139の公立中学校がある山口県では、教員不足を理由に、2023年度の中2・中3の1学級の生徒数の上限を35人から38人に増やす。中1については35人のままで、小学校についても変更はない。各学校には2月13日以降、順次通知されている。
同県では03年度から中2・中3の1学級の生徒数の上限を独自に35人としていたが、各学校への聞き取りなどにより教員数が不足することが分かり、23年度は38人に引き上げることを決めた。同県教委義務教育課の担当者は「教科の未履修を防ぐことを最優先した、苦渋の決断だ。38人という人数も何度もシミュレーションした上で決定した」と苦しい胸の内を明かす。
同県の23年度採用試験の中学校の志願者は274人で、倍率は2.6倍だった。教員不足の最大の要因として、担当者は「正規採用者は確保しているが、臨時的任用教員が激減している」と話す。教員免許更新制の廃止により、失効したり休眠状態になったりしていた教員免許状の保持者にも声を掛けたりしたものの、教員不足の解消にはつながっていないという。
24年度以降については、現状では未定としており、担当者は「とにかく教員の魅力を伝え、教員になりたい人を増やすしかない。できる対策は細かいものも含めて取り組んできているが、例えば、さらなる臨時的な免許状の発行についても検討するなど、追加の対策を考えて実施していく」と強調した。
同じく、これまで独自の少人数学級を進めてきた沖縄県でも、教員不足を背景に、小中学校の一部の学年で国の基準に戻すことを検討している。同県は21年度以降、小1・小2で1学級30人、小3~中3で同35人としてきたが、教員が確保できない場合には国の基準に戻し、小5~中3で40人を上限とする可能性も想定している。
同県教委学校人事課の担当者によれば、同県の教員不足の背景には「近年、特別支援学級の増加により、必要な学級数が採用者に対して多くなっている」という状況がある。学校基本調査によれば、同県の特別支援学級の児童生徒数(22年度)は小学校6550人、中学校2488人で、それぞれ前年度より約1割増加している。
独自の少人数学級を国の基準に戻すことについて、担当者は「4月の担任未配置は防がなければならず、さまざまな事態に備えて準備している」と説明する。

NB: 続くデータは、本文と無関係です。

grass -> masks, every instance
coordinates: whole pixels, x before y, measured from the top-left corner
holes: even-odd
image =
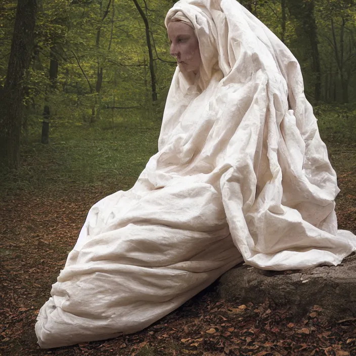
[[[39,142],[38,131],[32,133],[22,145],[19,169],[3,173],[0,197],[68,186],[126,190],[157,152],[159,127],[159,122],[139,120],[109,129],[100,124],[57,127],[48,145]]]

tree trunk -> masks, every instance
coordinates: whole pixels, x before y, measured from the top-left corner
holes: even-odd
[[[282,8],[282,35],[281,38],[282,41],[285,43],[286,24],[287,22],[286,0],[281,0],[281,7]]]
[[[31,61],[36,10],[36,0],[18,0],[6,80],[0,93],[0,166],[10,168],[20,163],[22,80]]]
[[[50,62],[50,80],[51,81],[51,89],[53,91],[56,87],[56,80],[58,74],[58,62],[56,58],[54,51],[55,48],[51,49],[51,61]],[[50,142],[50,107],[45,105],[43,113],[43,120],[42,121],[42,134],[41,135],[41,143],[48,145]]]
[[[137,0],[132,0],[136,8],[139,11],[141,15],[142,19],[145,23],[145,28],[146,29],[146,39],[147,42],[147,49],[148,49],[148,56],[150,59],[149,67],[151,72],[151,83],[152,91],[152,101],[157,101],[157,92],[156,90],[156,74],[155,73],[155,68],[153,65],[153,54],[152,52],[152,47],[151,45],[151,37],[150,35],[150,26],[148,20],[143,10],[140,7]]]
[[[321,95],[321,69],[320,56],[318,47],[318,31],[315,16],[314,0],[287,0],[287,6],[291,15],[299,23],[299,31],[308,39],[310,54],[313,59],[312,69],[316,77],[314,81],[315,101],[320,100]]]
[[[48,145],[50,142],[50,107],[45,105],[43,113],[42,114],[43,119],[42,121],[42,135],[41,143]]]

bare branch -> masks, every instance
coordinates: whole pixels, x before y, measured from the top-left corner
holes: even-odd
[[[70,50],[70,52],[73,53],[73,55],[74,56],[75,59],[76,60],[77,63],[78,63],[78,65],[79,66],[79,67],[80,68],[80,70],[81,71],[81,72],[83,73],[83,75],[85,77],[85,79],[86,79],[86,81],[87,82],[88,85],[89,85],[89,88],[90,89],[90,92],[93,93],[93,87],[92,87],[92,84],[90,83],[90,82],[89,81],[89,79],[88,79],[88,77],[86,76],[86,74],[84,73],[84,71],[83,70],[83,68],[81,68],[81,66],[80,65],[80,63],[79,62],[79,60],[78,60],[78,58],[77,56],[75,55],[75,54]]]
[[[174,61],[174,62],[173,61],[166,61],[164,59],[162,59],[161,58],[159,58],[159,56],[158,56],[158,54],[157,52],[157,48],[156,48],[156,42],[155,42],[155,39],[153,37],[153,33],[152,33],[152,31],[150,31],[150,33],[151,33],[151,37],[152,37],[152,41],[153,42],[153,48],[155,49],[155,52],[156,53],[157,59],[160,61],[161,61],[162,62],[164,62],[166,63],[174,63],[175,64],[176,64],[177,62],[175,61]]]

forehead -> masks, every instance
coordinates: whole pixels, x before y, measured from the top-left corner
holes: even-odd
[[[170,38],[180,35],[194,35],[194,30],[189,25],[182,21],[171,21],[167,27],[167,32]]]

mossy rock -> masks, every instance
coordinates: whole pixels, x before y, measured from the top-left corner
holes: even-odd
[[[296,319],[321,306],[329,321],[356,316],[356,254],[338,266],[276,272],[239,264],[218,281],[220,296],[241,304],[262,303],[290,308]]]

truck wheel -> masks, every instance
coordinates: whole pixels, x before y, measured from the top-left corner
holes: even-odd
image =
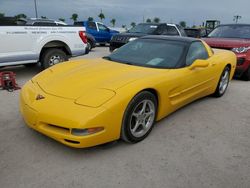
[[[41,59],[41,64],[43,69],[47,69],[55,64],[68,61],[68,57],[64,51],[60,49],[47,49]]]

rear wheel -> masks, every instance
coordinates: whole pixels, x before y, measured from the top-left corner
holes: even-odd
[[[68,61],[68,57],[63,50],[60,49],[47,49],[41,58],[42,68],[46,69],[55,64]]]
[[[121,138],[129,143],[137,143],[151,132],[157,112],[156,97],[143,91],[129,103],[123,117]]]
[[[226,66],[220,76],[219,83],[214,93],[215,97],[221,97],[224,95],[229,84],[229,79],[230,79],[230,68]]]

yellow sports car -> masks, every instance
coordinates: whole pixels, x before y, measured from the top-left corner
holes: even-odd
[[[233,52],[199,39],[146,36],[41,72],[22,88],[20,109],[29,127],[71,147],[136,143],[178,108],[222,96],[235,66]]]

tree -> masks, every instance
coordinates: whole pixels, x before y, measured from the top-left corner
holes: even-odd
[[[234,16],[234,21],[235,21],[235,23],[238,23],[238,21],[239,21],[241,18],[242,18],[242,16],[240,16],[240,15],[235,15],[235,16]]]
[[[72,14],[70,19],[73,20],[74,22],[76,22],[77,18],[78,18],[78,14],[74,13],[74,14]]]
[[[154,23],[160,23],[160,21],[161,21],[160,18],[158,18],[158,17],[155,17],[155,18],[154,18]]]
[[[113,27],[115,27],[115,22],[116,22],[116,20],[114,18],[112,20],[110,20],[110,23],[113,25]]]
[[[27,16],[25,14],[17,14],[15,16],[16,19],[20,19],[20,18],[27,18]]]
[[[186,24],[185,21],[180,21],[179,24],[180,24],[181,27],[184,27],[184,28],[187,27],[187,24]]]
[[[94,18],[93,18],[93,17],[88,17],[88,21],[89,21],[89,22],[93,22],[93,21],[94,21]]]
[[[132,27],[135,27],[136,26],[136,23],[135,22],[131,22],[130,24]]]
[[[102,10],[101,13],[98,15],[98,17],[101,19],[101,22],[103,19],[105,19],[105,15],[102,13]]]
[[[61,22],[65,22],[64,18],[59,18],[58,20],[60,20]]]

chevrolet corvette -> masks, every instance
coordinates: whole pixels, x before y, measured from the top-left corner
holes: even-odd
[[[30,128],[67,146],[137,143],[178,108],[221,97],[235,67],[233,52],[202,40],[146,36],[106,57],[44,70],[22,88],[20,111]]]

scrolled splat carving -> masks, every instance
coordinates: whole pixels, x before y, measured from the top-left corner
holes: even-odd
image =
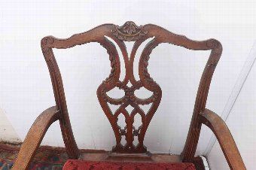
[[[133,21],[127,21],[122,26],[114,26],[113,27],[111,32],[121,41],[136,41],[148,33],[143,26],[138,26]]]
[[[117,47],[115,47],[114,43],[111,43],[108,38],[114,40]],[[139,47],[148,38],[152,38],[152,40],[147,44],[139,58],[139,80],[136,80],[133,73],[136,53]],[[130,57],[124,41],[134,41]],[[144,146],[145,135],[162,98],[161,88],[151,77],[148,70],[152,50],[161,43],[169,43],[190,50],[212,50],[202,75],[201,80],[203,80],[199,87],[191,125],[183,151],[183,159],[190,160],[194,155],[200,134],[198,115],[205,109],[210,80],[221,54],[221,44],[215,39],[202,41],[193,41],[153,24],[138,26],[132,21],[128,21],[121,26],[114,24],[104,24],[66,39],[58,39],[51,36],[43,38],[41,49],[50,73],[56,106],[61,111],[61,129],[70,157],[78,157],[78,147],[71,129],[60,71],[52,48],[70,48],[90,42],[96,42],[101,44],[106,49],[109,55],[110,74],[98,87],[97,96],[116,138],[116,145],[113,147],[112,151],[117,153],[147,152],[147,148]],[[120,49],[122,56],[118,56],[117,47]],[[124,60],[126,70],[124,80],[119,80],[120,72],[120,57],[123,57]],[[160,57],[159,58],[160,62]],[[128,86],[130,82],[132,84],[131,86]],[[120,99],[113,99],[107,95],[108,92],[115,87],[123,90],[124,96]],[[140,90],[142,87],[152,92],[153,94],[147,99],[137,98],[134,94],[135,90]],[[116,110],[111,111],[108,105],[118,105],[118,107]],[[143,108],[142,105],[151,105],[147,111],[142,108]],[[132,111],[127,111],[128,105],[133,108]],[[126,123],[124,128],[117,125],[118,116],[120,114],[124,116]],[[134,126],[136,114],[139,114],[142,119],[142,121],[139,123],[142,124],[138,125],[139,127]],[[124,145],[120,143],[122,137],[124,137],[126,142]],[[138,144],[133,144],[135,137],[138,138]]]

同県教委は同時に、教員免許状を持っているが現在、教職に就いていない人を対象とするセミナーの開催や、退職教員への呼び掛けを行っているといい、「一人でも多くの人材を掘り起こすため、現在、必死に取り組んでいる」と状況を明かす。さらに、来年度から教員採用選考の受験年齢上限を45歳から59歳に引き上げるなど、制度の見直しも進めている。
国は25年度までに、小学校の全学年で35人学級を段階的に整備することとしており、来年度は4年生の学級編制の標準を、現行の40人から35人に引き下げる予定。